テイクオフe-Japan戦略II IT実感社会への道標

<テイクオフe-Japan戦略II>36.評価専門調査会中間報告(上)

2004/04/12 16:18

週刊BCN 2004年04月12日vol.1035掲載

政府のe-Japan戦略の成果を民間の立場から初めて総合的に評価した評価専門調査会(庄山悦彦座長=日立製作所社長)の中間報告がまとまった。過去3年間の取り組みをどのように評価し、今後の戦略にどう生かしていくのか。まずは6月に策定される予定のe-Japan重点計画-2004で問われることになる。(ジャーナリスト 千葉利宏)

利活用と構造改革の遅れ指摘

 今回の中間報告は、調査会発足後、わずか3か月という短期間でまとめられた。毎年つくられている重点計画の策定作業に間に合わせるためだが、まずはe-Japan戦略の遂行で重要な「計画・実施・評価・改善」のPDCAサイクルが確立され、動き出すことになった。今後も半年ごとに評価報告書を作成することにしており、次回はe-Japan重点計画-2004や毎年8月に出揃う各府省の概算要求に盛り込まれた政策内容も踏まえたうえで2回目の報告が行われるとみられる。

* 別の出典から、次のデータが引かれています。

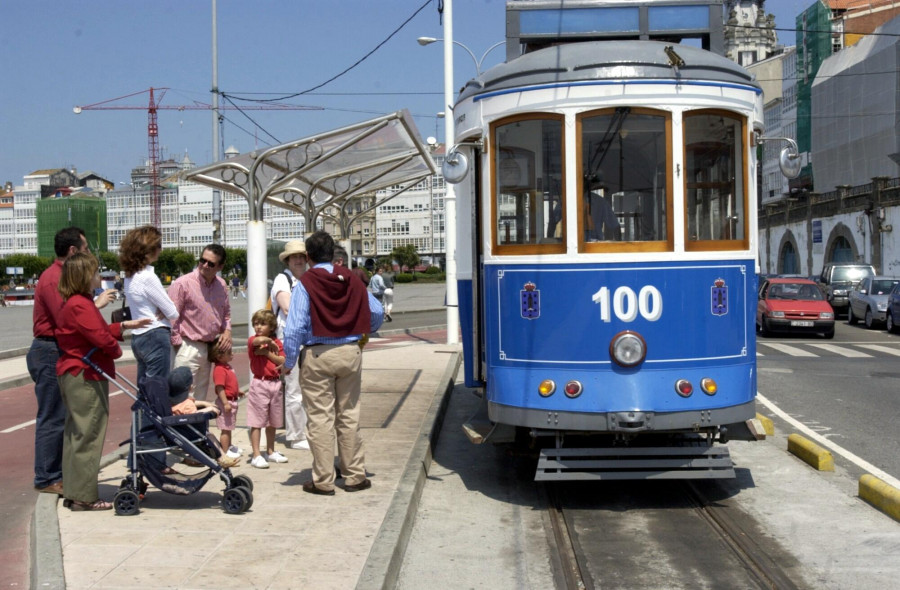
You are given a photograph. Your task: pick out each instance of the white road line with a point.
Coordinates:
(841, 350)
(788, 349)
(858, 461)
(879, 348)
(32, 422)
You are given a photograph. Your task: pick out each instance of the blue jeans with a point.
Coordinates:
(51, 417)
(153, 352)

 中間報告は「全体評価」と「重点評価」の大きく2つで構成。評価対象は2001年の戦略Ⅰに掲げられている「基本的考え方」4項目、03年の戦略IIの「実現したいこと」22項目(重点7分野の17項目+横断5分野の5項目)に、電子政府・電子自治体と書面一括法の2項目を加えた28項目とし、「重点評価」では調査会からの指摘で選んだ「電子政府・電子自治体」、「ブロードバンド・ユビキタスネットワーク」、「教育・人材」、「医療」の4項目の評価を行った。

 全体評価の部分では、インターネット常時接続の早期実現を評価する一方で、利活用が遅れていることを指摘。IT戦略がめざす社会全体の構造改革の観点からも、通信などIT分野での規制改革は進展したが、社会全体では一部にとどまっていると評価した。なぜ、ITの基盤整備が進んだにも関わらず、利活用や構造改革が遅れているのか。その原因は、PDCAの最初のP(計画)の部分にあると分析する。特に最大の問題は、国民が求める成果(アウトカム)目標と、行政担当者がめざしている施策実施(アウトプット)目標が乖離している点だというのである。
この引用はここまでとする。